Изучая разные следы и зацепки, я сделал предположение, что в одном соседнем женском монастыре в руках варварских монахинь находится рукопись Плавта, куда она могла попасть из опустевшего бенедиктинского монастыря в качестве наследства или залога. Плавт! Подумай, покровитель мой, как много это говорило в то время, когда существовали лишь немногие фрагменты произведений великого римского драматурга, разжигающие любопытство! Поверишь ли, я утратил сон; я знаю, ты разделяешь и поддерживаешь мое восхищение развалинами павшего, более великого мира!

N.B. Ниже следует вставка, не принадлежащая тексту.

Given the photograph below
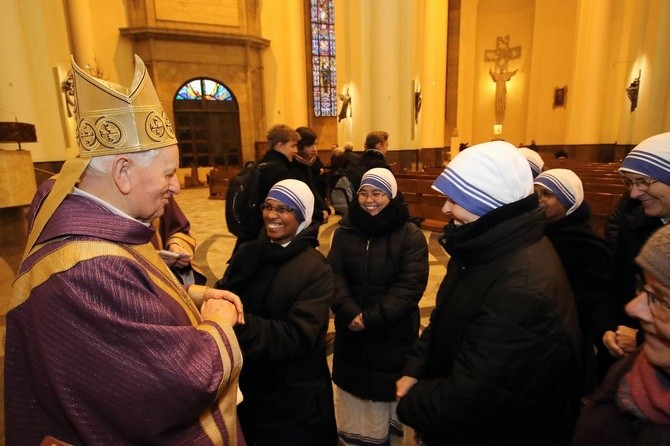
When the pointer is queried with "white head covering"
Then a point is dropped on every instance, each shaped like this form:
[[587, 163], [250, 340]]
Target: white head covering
[[650, 158], [565, 184], [382, 179], [485, 177], [534, 160], [296, 195]]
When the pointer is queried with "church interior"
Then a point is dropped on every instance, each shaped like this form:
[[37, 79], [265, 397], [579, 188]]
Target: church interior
[[586, 77], [590, 78]]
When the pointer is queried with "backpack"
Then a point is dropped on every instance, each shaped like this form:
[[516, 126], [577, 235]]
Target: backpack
[[341, 195], [242, 200]]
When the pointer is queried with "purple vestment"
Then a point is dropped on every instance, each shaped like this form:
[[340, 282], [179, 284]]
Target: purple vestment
[[103, 346]]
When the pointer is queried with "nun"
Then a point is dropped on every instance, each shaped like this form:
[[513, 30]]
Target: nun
[[286, 286]]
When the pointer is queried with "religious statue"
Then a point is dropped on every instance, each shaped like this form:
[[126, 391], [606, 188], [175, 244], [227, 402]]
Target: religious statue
[[501, 88], [501, 56], [633, 90], [346, 102], [67, 87]]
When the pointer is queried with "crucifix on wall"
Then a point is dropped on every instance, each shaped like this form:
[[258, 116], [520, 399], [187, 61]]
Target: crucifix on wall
[[501, 56]]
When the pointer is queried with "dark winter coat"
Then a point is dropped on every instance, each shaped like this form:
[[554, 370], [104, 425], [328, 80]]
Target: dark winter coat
[[277, 167], [380, 265], [601, 423], [634, 230], [286, 292], [499, 363], [586, 259]]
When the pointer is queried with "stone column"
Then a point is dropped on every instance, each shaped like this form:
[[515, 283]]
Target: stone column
[[81, 32]]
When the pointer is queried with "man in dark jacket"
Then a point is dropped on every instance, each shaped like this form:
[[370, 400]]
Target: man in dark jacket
[[499, 363], [585, 257], [307, 168], [282, 147], [376, 146]]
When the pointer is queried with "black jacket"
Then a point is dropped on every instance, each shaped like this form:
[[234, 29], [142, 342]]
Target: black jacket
[[586, 259], [306, 173], [277, 167], [499, 363], [380, 265], [285, 379], [634, 230]]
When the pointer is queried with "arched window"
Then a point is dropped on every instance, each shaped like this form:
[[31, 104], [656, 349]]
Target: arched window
[[324, 70], [208, 124]]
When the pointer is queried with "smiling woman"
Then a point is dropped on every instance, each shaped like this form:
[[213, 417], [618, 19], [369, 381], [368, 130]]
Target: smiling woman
[[286, 287], [380, 263]]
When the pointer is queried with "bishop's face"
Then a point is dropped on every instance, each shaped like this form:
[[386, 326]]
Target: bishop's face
[[152, 184]]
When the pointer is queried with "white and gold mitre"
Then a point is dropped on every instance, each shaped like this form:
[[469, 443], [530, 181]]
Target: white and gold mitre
[[113, 119]]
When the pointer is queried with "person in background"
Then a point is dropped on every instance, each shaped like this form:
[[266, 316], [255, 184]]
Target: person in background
[[646, 177], [349, 154], [337, 161], [374, 155], [307, 167], [632, 406], [376, 146], [499, 362], [380, 265], [282, 147], [584, 255], [534, 160], [286, 286], [102, 344]]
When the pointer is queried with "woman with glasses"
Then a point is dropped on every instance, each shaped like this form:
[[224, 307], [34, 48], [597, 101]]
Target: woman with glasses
[[632, 406], [380, 264], [286, 286], [646, 178], [585, 257]]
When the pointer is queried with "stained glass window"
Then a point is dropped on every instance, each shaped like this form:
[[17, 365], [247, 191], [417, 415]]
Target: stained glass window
[[324, 79], [204, 89]]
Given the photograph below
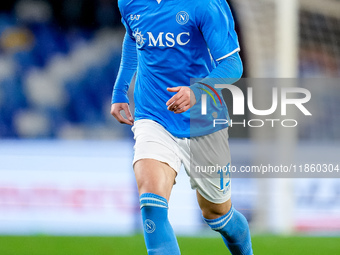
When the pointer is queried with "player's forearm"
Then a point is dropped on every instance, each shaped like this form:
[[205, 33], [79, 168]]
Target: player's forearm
[[127, 69], [228, 71]]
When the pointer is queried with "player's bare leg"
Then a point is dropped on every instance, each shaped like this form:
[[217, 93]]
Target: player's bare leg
[[231, 224], [155, 181]]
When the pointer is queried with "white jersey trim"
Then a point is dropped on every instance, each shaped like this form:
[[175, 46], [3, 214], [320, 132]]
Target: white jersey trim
[[229, 54]]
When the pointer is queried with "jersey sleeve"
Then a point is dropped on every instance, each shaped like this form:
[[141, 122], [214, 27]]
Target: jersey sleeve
[[216, 23]]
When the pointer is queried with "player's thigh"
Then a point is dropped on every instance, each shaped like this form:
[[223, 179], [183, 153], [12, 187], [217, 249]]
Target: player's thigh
[[156, 161], [155, 177]]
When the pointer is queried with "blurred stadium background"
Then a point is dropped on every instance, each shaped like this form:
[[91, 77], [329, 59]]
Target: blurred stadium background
[[65, 164]]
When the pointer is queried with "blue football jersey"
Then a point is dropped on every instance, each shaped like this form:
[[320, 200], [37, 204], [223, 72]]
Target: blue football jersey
[[177, 40]]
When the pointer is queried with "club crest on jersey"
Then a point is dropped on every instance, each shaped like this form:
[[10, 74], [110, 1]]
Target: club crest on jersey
[[140, 40], [182, 17]]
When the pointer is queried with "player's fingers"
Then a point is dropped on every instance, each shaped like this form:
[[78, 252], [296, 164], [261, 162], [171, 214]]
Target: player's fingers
[[172, 101], [179, 104], [121, 119], [127, 112]]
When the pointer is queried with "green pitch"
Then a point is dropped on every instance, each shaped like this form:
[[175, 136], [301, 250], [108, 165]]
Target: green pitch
[[134, 245]]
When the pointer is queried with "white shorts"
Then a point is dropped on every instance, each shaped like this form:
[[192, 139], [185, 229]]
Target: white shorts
[[206, 159]]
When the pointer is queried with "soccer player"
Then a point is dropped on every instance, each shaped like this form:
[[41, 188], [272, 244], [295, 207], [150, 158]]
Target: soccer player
[[167, 42]]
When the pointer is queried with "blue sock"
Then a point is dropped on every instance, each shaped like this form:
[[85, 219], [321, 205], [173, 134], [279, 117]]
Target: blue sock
[[235, 232], [159, 236]]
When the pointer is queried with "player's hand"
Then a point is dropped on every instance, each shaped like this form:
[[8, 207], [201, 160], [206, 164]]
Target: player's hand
[[117, 108], [182, 100]]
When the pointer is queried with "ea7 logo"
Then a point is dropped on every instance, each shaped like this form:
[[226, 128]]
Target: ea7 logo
[[134, 17], [169, 39]]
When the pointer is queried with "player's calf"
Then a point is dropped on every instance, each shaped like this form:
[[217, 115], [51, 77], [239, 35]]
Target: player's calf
[[234, 229]]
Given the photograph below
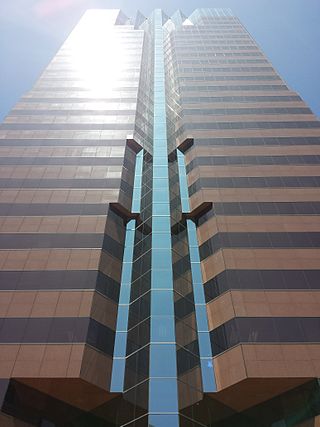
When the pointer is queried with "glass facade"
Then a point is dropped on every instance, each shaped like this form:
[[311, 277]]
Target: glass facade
[[160, 233]]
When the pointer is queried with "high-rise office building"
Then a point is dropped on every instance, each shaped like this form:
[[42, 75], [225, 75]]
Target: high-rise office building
[[160, 233]]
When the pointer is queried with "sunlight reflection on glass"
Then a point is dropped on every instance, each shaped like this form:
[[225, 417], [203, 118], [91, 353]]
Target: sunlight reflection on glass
[[97, 53]]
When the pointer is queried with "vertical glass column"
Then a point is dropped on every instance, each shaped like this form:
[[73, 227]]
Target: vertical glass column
[[163, 392], [205, 350], [120, 345]]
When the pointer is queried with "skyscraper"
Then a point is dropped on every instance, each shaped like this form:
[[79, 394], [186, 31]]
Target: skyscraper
[[160, 233]]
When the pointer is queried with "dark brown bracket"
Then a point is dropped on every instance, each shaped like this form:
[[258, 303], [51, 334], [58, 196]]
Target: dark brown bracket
[[133, 144], [186, 144], [198, 212], [124, 213]]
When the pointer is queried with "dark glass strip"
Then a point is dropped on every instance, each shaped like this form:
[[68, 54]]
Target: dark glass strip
[[261, 280], [265, 330], [259, 240]]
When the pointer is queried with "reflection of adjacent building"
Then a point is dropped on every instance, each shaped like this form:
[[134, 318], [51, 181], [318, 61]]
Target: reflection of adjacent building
[[159, 233]]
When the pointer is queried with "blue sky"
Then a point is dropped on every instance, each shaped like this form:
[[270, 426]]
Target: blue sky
[[31, 31]]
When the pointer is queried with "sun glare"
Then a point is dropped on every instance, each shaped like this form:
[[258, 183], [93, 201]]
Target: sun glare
[[96, 52]]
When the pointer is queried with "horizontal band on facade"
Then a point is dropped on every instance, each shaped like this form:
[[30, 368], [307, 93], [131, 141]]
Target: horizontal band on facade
[[64, 161], [194, 70], [61, 142], [253, 160], [73, 99], [57, 330], [53, 209], [259, 240], [260, 141], [82, 183], [65, 240], [230, 88], [255, 182], [244, 111], [265, 330], [241, 98], [247, 125], [74, 112], [263, 280], [67, 126], [211, 78], [60, 280]]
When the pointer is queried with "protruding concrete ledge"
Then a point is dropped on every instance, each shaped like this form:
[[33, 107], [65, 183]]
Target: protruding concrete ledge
[[199, 211], [186, 144], [172, 157], [133, 144], [123, 212]]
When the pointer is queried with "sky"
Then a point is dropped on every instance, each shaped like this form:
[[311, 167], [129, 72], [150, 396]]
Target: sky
[[31, 32]]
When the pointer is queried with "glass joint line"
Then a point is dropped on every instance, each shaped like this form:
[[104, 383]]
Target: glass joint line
[[205, 350], [120, 344]]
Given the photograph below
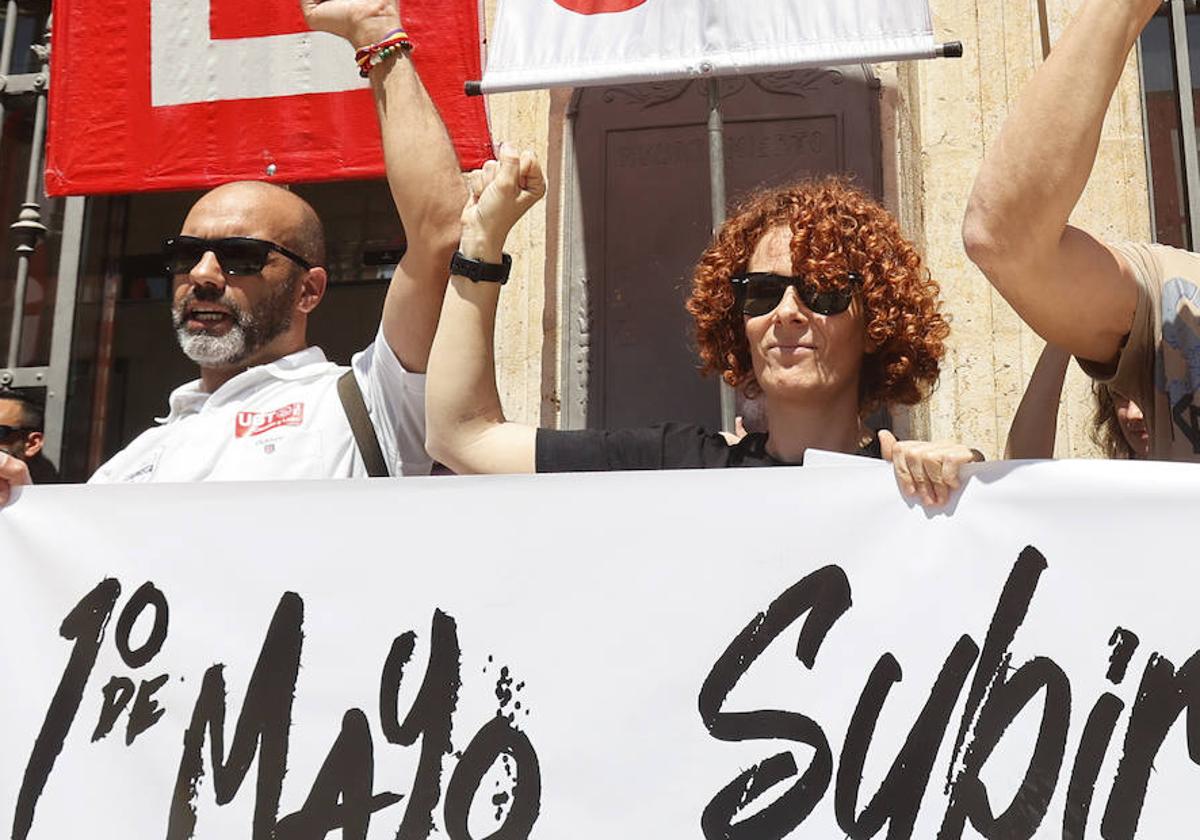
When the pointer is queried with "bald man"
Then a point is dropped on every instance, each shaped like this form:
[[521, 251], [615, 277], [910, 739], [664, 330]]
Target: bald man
[[249, 271]]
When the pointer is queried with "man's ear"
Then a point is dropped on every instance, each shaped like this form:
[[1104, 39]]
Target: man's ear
[[312, 288]]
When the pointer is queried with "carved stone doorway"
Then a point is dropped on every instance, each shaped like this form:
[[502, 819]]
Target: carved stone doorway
[[640, 217]]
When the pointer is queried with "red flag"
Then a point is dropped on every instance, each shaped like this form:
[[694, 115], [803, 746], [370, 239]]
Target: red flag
[[185, 94]]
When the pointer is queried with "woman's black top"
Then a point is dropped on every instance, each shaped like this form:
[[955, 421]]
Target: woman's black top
[[670, 445]]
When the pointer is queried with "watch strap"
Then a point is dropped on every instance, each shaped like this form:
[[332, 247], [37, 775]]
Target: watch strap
[[477, 270]]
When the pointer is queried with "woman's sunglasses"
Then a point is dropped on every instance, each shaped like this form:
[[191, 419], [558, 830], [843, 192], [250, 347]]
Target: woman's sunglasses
[[760, 292], [238, 256]]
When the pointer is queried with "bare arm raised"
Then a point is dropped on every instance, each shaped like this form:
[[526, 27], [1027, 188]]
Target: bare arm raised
[[423, 173], [466, 425], [1068, 286], [1035, 425]]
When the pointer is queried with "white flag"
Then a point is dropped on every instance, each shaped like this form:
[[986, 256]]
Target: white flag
[[544, 43]]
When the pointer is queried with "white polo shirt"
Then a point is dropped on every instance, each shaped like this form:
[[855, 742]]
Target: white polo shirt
[[281, 420]]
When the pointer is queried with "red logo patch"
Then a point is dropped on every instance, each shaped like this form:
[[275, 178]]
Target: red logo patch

Если бы я только мог все бросить и поспешить туда, где бессмертный писатель, вместо того чтобы увеселять мир, тлел в безвестности! Но в те дни всех занимал вопрос о выборе нового папы, и Святой Дух уже начал обращать внимание собравшихся отцов на заслуги и добродетели Оттона Колонны, причем от этого ничуть не уменьшилась необходимость в постоянной беготне и поездках его приверженцев и слуг, к которым относился в том числе и я.
Таким образом, случилось следующее. Ничтожный и бесчестный искатель, к сожалению наш соотечественник, в присутствии которого я случайно обронил необдуманное слово о возможности столь потрясающей находки, опередил меня и — неловкий! — не заполучил рукопись, но поселил в настоятельнице монастыря недоверие и обратил ее внимание на сокровище, которым она, сама о том не догадываясь, обладала.
Наконец, освободившись от дел, я уселся — несмотря на предстоящие выборы папы — на быстрого мула, оставив приказание по наступлении мирового события послать ко мне гонца с известием. Погонщиком моего мула был приехавший из Кура в Констанц ретиец по имени Анселино из Сплюгена. Он без раздумий согласился на мое первое предложение, и мы сошлись на невероятно ничтожной сумме.
Настроение у меня было превосходное. Синева неба, летний воздух, наполовину смешанный со свежим, почти холодным северным ветром, недорогое путешествие, предстоявшее мне наслаждение трудами классика — все это настраивало меня на веселый лад. Мой спутник Анселино из Сплюгена, наоборот, предавался — как мне казалось — тягостным размышлениям.